In order to be eligible for an FAA airline transport pilot license:

  • Be 23 years of age (or for a U.S. military pilot may apply for an airline transport pilot certificate 20 years old).
  • Read, speak, write, and understand the English language.
  • Must hold either:
    • A commercial pilot certificate with an instrument rating, or
    • Meet the military experience requirements to qualify for a commercial pilot certificate, and an instrument rating, or
    • A foreign airline transport pilot license with instrument privileges.
  • Medical Requirements:
    • Hold a 1st class medical certificate to act as pilot-in-command
    • Hold a 2nd class medical certificate to act as second-in-command
  • Have logged 1500 hours of flight time
  • Satisfactorily complete an airline transport pilot certification training program (ATP-CTP)
  • Pass the ATP knowledge test

Reference 14 CFR §61.153 for the entire list of eligibility requirements.


In order to exercise the privileges of an airline transport pilot license, you must hold a 1st class medical certificate to act as pilot-in-command or hold a 2nd class medical certificate to act as second-in-command, which can be obtained through an aeromedical examiner (AME).

Health Requirements for Airline Pilots

Airline pilots are subject to certain health standards, such as vision, hearing, equilibrium, mental, neurologic, and cardiovascular requirements.
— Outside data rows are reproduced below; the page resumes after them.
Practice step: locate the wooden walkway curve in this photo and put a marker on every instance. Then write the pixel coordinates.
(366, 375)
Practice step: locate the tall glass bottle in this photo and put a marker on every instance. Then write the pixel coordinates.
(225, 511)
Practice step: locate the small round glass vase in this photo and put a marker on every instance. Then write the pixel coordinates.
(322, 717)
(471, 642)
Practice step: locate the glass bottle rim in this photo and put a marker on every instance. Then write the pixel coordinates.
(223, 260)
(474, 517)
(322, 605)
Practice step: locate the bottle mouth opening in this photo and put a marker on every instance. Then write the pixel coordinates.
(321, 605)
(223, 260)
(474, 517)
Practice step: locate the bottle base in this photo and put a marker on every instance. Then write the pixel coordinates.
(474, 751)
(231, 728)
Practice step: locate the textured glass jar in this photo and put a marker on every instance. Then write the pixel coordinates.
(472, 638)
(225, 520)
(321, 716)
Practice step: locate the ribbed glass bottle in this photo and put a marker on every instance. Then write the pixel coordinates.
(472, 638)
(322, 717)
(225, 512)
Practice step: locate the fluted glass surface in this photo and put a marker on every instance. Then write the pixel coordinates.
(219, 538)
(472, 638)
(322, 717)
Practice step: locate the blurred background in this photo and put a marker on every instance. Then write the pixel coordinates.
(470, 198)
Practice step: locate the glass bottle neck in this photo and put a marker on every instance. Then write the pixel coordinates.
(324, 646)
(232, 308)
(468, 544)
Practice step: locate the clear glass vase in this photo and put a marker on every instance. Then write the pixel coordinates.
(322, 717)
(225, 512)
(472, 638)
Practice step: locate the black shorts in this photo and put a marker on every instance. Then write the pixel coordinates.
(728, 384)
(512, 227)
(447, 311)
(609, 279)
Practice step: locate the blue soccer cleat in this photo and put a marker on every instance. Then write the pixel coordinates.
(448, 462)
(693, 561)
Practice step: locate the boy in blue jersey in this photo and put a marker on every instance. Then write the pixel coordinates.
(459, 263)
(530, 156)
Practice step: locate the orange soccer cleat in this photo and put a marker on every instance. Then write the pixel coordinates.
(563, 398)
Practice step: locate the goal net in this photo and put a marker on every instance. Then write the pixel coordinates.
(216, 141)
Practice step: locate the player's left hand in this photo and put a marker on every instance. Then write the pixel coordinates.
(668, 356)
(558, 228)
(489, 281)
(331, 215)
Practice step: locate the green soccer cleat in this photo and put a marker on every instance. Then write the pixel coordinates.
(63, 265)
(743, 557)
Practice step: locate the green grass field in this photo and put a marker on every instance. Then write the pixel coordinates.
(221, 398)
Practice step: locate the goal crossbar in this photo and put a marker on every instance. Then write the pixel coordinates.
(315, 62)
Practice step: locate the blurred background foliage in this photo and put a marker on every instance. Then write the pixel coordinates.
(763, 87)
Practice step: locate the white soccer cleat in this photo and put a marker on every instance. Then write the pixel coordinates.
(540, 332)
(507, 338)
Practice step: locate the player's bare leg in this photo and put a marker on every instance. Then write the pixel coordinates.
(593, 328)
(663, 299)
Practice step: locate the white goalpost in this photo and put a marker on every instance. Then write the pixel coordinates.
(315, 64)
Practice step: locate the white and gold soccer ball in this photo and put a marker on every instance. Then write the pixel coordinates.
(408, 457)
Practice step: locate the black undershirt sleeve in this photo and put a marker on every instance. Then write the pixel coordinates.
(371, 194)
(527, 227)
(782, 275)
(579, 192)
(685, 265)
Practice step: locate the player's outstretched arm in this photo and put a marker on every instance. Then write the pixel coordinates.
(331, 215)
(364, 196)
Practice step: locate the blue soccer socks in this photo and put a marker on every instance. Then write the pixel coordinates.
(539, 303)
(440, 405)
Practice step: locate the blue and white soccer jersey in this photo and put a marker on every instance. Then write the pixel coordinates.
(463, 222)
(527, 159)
For a complete list of the health requirements for obtaining a second-class medical and flying as a commercial pilot reference CFR 14 §67 Subpart C.


According to federal regulations, you must meet the following aeronautical flight experience requirements to earn an airline transport pilot license. Requirements to obtain an Airline Transport Pilot Certificate are:

  • 1500 hours Total Flight Time
  • 100 Hours Night Flight Time
  • 250 Hours Pilot-In-Command (PIC)
  • 500 Hours Cross-Country
  • 75 Hours of Instrument Training
  • 50 Hours in Class of Rating Sought (i.e., Multi-Engine)

There are certain allowances for some of these requirements that can be researched. For example, a person who has conducted at least 20-night takeoffs and landings to a full stop may substitute each additional night takeoff and land to a full stop for 1 hour of night flight time, up to 25 total hours gained. Once these requirements are met, the candidate can complete the practical test required for the ATP certificate.

Reference 14 CFR §61.159 for more details on flight time requirements.